I wanted to know if Wren’s medical problem had anything to do with him fleeing town.
“Hello,” said a young-sounding woman’s voice.
“Hello,” I said. “Hello, this is John Wren. I sent you some specimens a while ago and I never got the results back. Naturally I’m concerned about my health and would like to get an answer one way or another.”
“Your health?”
“Yes. You tested some specimens and I’m waiting for the results.”
“Right. You mentioned your health ?”
“That’s right.”
Silence.
“We test soil specimens here, Mr. Wren.”
“Soil specimens.” I echoed stupidly. “Right. That’s why I’m concerned. Because I haven’t been feeling good and I thought there might be something in the soil.”
She asked my name again; she told me to hold. Then she came back on the phone and told me the results had been sent to me more than three years ago. Why was I calling now?
“I forgot,” I said.
As it turned out, there was something in the soil.

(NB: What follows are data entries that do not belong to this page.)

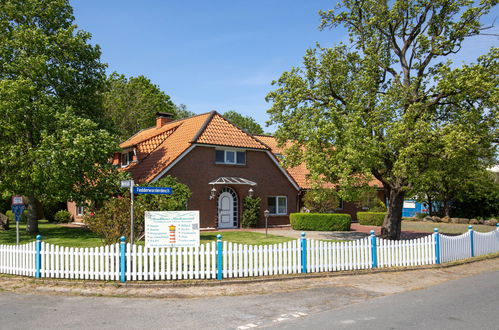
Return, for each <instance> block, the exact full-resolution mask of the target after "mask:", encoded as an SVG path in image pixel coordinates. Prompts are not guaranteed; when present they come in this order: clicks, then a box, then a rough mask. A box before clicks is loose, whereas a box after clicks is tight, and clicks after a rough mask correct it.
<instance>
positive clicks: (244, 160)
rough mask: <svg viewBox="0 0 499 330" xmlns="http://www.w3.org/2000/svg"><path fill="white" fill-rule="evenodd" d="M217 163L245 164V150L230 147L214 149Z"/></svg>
mask: <svg viewBox="0 0 499 330" xmlns="http://www.w3.org/2000/svg"><path fill="white" fill-rule="evenodd" d="M215 162H216V163H217V164H231V165H246V152H245V151H238V150H230V149H223V150H222V149H220V150H219V149H217V150H215Z"/></svg>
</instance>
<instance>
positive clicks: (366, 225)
mask: <svg viewBox="0 0 499 330" xmlns="http://www.w3.org/2000/svg"><path fill="white" fill-rule="evenodd" d="M385 215H386V213H385V212H357V219H359V223H360V224H361V225H364V226H382V225H383V221H384V220H385Z"/></svg>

“You were right,” she said.
“Okay. Great. Remind me what I was right about.”
“It’s hot.”
“ Hot ? What do you mean?”
“You might want to get yourself a Geiger counter, Mr. Wren. The soil you sent us-it’s radioactive . Can I ask where you got it from?”
She could ask, but I didn’t have to answer.
I hung up.
I was still concerned about Wren’s health .

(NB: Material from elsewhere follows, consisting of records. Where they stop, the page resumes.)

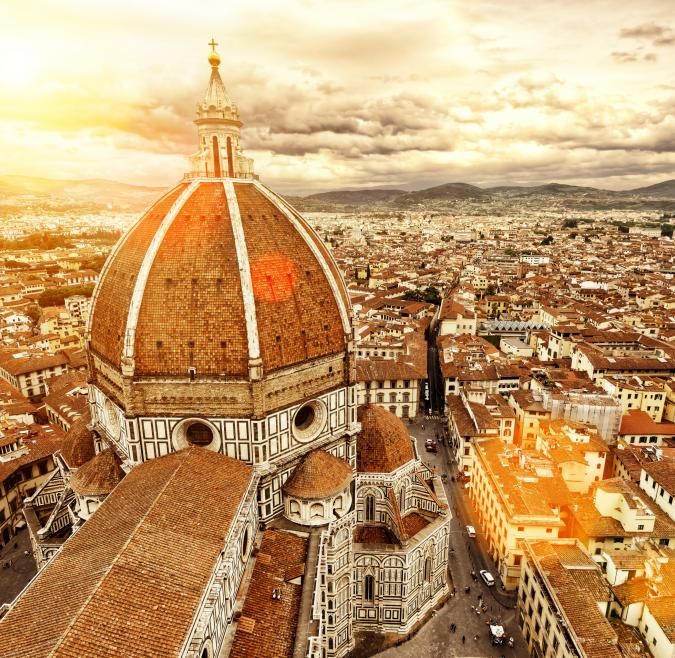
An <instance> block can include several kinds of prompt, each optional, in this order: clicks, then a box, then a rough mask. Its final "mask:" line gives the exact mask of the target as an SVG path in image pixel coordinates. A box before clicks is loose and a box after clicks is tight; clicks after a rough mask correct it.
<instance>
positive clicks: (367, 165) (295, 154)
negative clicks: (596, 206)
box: [0, 0, 675, 191]
mask: <svg viewBox="0 0 675 658" xmlns="http://www.w3.org/2000/svg"><path fill="white" fill-rule="evenodd" d="M99 4H100V3H99ZM99 4H97V3H91V2H86V0H63V2H61V3H59V8H58V11H57V10H54V11H52V12H49V11H46V10H45V11H44V12H43V13H42V14H40V13H37V7H38V5H39V2H38V0H26V2H25V3H9V4H8V7H7V10H6V11H5V12H4V13H3V25H2V26H0V55H2V54H3V53H4V52H5V51H4V50H3V48H5V49H6V51H7V53H8V57H5V58H3V57H0V96H1V97H2V98H3V103H2V106H1V107H0V173H28V174H30V173H36V175H38V174H37V172H38V171H39V175H51V176H57V177H58V176H64V175H68V176H74V177H91V176H99V177H107V178H118V179H120V180H125V181H129V182H139V183H143V182H145V183H151V184H158V183H159V184H165V183H166V184H168V183H170V182H171V181H172V180H175V178H176V177H177V176H180V175H181V174H182V172H183V171H184V170H185V168H186V164H185V163H184V160H183V156H185V155H188V154H190V153H191V152H193V151H194V150H195V147H196V127H195V126H194V124H193V123H192V122H193V119H194V116H195V105H196V102H197V100H198V99H199V98H200V97H201V95H202V94H203V92H204V88H205V87H206V83H207V80H208V74H209V69H208V64H207V62H206V57H205V56H206V51H207V47H206V42H207V41H208V39H209V38H210V36H211V31H212V30H213V31H214V32H215V37H216V40H218V41H220V42H221V46H220V52H221V56H222V62H223V63H222V65H221V74H222V76H223V79H224V81H225V84H226V86H227V88H228V92H229V93H230V95H231V97H232V99H233V100H234V101H235V102H236V103H237V104H238V106H239V110H240V115H241V119H242V121H243V122H244V129H243V133H242V145H243V147H244V149H245V150H246V152H247V153H249V154H250V155H252V156H253V157H255V158H256V170H257V172H258V173H259V174H260V175H261V176H263V178H264V180H265V181H266V182H268V183H269V184H270V185H272V186H273V187H276V188H278V189H279V190H280V191H303V190H319V189H330V188H336V187H345V186H351V187H358V186H362V185H380V184H385V185H389V184H392V185H393V184H412V185H416V186H419V185H422V184H426V183H429V184H434V183H443V182H447V180H462V179H463V180H466V181H467V182H478V183H484V182H485V183H487V182H490V183H493V184H498V183H499V182H501V181H507V180H511V179H514V178H517V179H518V180H521V181H527V182H530V183H533V184H534V183H538V182H546V181H548V180H552V179H563V180H581V179H582V178H583V177H588V179H589V180H595V181H597V180H600V179H602V178H603V176H607V177H609V178H612V179H614V178H616V177H619V176H620V175H624V174H625V175H627V176H632V177H635V176H638V175H639V172H640V171H642V172H643V174H642V175H643V176H644V177H645V178H649V177H650V176H658V175H661V174H663V173H668V172H669V171H670V175H671V176H672V175H673V172H675V156H674V155H673V148H672V138H670V135H671V134H675V133H673V128H674V127H675V126H673V125H672V122H670V121H669V120H668V116H669V115H673V114H674V110H675V102H673V89H674V88H675V78H673V74H672V70H671V69H672V67H671V65H670V62H669V59H668V58H667V57H666V56H664V55H663V54H661V53H664V51H663V48H665V47H667V46H668V45H672V44H671V42H672V41H673V40H674V39H675V35H674V34H673V32H672V29H671V28H670V27H669V23H668V19H669V18H670V17H669V16H668V11H664V3H663V1H662V0H642V2H641V3H640V5H639V6H638V5H637V4H635V3H619V4H617V3H616V2H615V0H583V1H582V0H569V2H568V3H567V5H565V6H562V5H561V4H560V3H559V2H555V1H554V0H542V1H541V2H538V3H532V2H531V1H529V0H513V2H508V3H504V2H498V1H497V0H474V2H472V3H470V4H471V6H470V7H468V6H466V7H462V8H458V7H457V6H456V5H457V3H448V2H447V0H386V1H385V0H372V1H371V2H363V1H362V0H339V1H338V0H322V1H321V2H318V0H288V1H287V2H284V3H278V2H274V1H273V0H256V2H255V3H251V2H250V1H249V2H246V1H245V0H231V1H230V2H228V3H227V6H225V5H224V4H222V3H221V4H220V5H217V6H216V5H214V4H213V3H211V2H208V1H206V0H195V1H194V2H193V3H192V4H191V6H190V8H189V9H184V8H182V7H181V6H180V5H177V4H171V3H170V4H169V5H167V6H166V7H164V6H163V11H162V12H161V16H159V17H158V14H157V12H156V11H154V10H152V8H151V7H150V5H149V3H148V2H146V1H145V0H134V1H133V2H132V0H117V2H115V3H112V4H109V3H108V4H107V3H103V4H102V5H101V6H99ZM666 4H667V3H666ZM645 17H647V18H645ZM588 24H593V25H595V26H596V30H595V32H594V38H593V39H586V38H583V35H584V34H585V33H586V32H585V30H587V26H588ZM205 25H206V26H207V28H205V27H204V26H205ZM150 26H151V28H152V29H150ZM205 29H208V32H207V33H206V34H204V30H205ZM29 33H30V34H31V36H32V39H31V40H26V39H22V38H20V36H21V35H23V34H29ZM580 35H582V36H580ZM34 43H40V49H37V48H36V47H35V46H34V45H33V44H34ZM83 53H85V54H86V55H87V56H83ZM608 53H611V56H608ZM657 53H658V54H660V55H661V56H660V57H657ZM8 62H9V63H11V66H16V67H18V68H17V69H16V70H14V69H12V70H10V71H9V72H8V73H7V72H6V71H4V68H3V67H6V66H9V64H7V63H8ZM26 63H30V66H27V67H25V70H24V69H22V68H21V66H23V65H24V64H26ZM619 65H622V66H620V67H619ZM3 75H4V76H5V77H4V78H3ZM10 83H11V84H10ZM11 85H14V86H11ZM622 172H623V174H622ZM641 182H643V181H638V182H637V184H639V183H641ZM644 182H656V180H651V181H647V180H645V181H644Z"/></svg>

Back in Wren’s cabin, when he’d called me from Fishbein.
When I attempted to take the edge off and chat about fishing rods.
I told you. I’d done a story on a professional fishing contest up in Vermont. I’d sat around with men whose arms resembled twisted cord, who liked kicking back at night sucking on filterless Camels and swapping fish stories.
I fit right in.
I took notes for the article. I picked things up.
That’s what journalists do. We learn a little about everything, just enough to be wrong.
The men talked about their rods as if they were old girlfriends. Debating the merits of one over another with a nostalgic and loving eye.
I asked Wren about the rods leaning up against his wall. What kind they were.
He’d hesitated and said: trout rods.
There are all kinds of fishing rods.
Freshwater and saltwater, fiberglass and graphite, casting and fly.
There are twelve-foot rods, four-foot rods, and every size in between.
There aren’t any trout rods. Or flounder, tuna, or swordfish rods, either. That’s not how fishing rods are categorized-by the fish. Anyone who took fishing seriously, who’d retired to a deserted fishing camp to spend his days pulling lake trout of the water, would’ve known that.
One other thing.
Everyone has cleared out. I used to see them in the parking lot when I peered out the windows. Salesmen, RV-ers, families caught between point A and point B, even the semipermanent residents like myself who took their motel rooms by the week.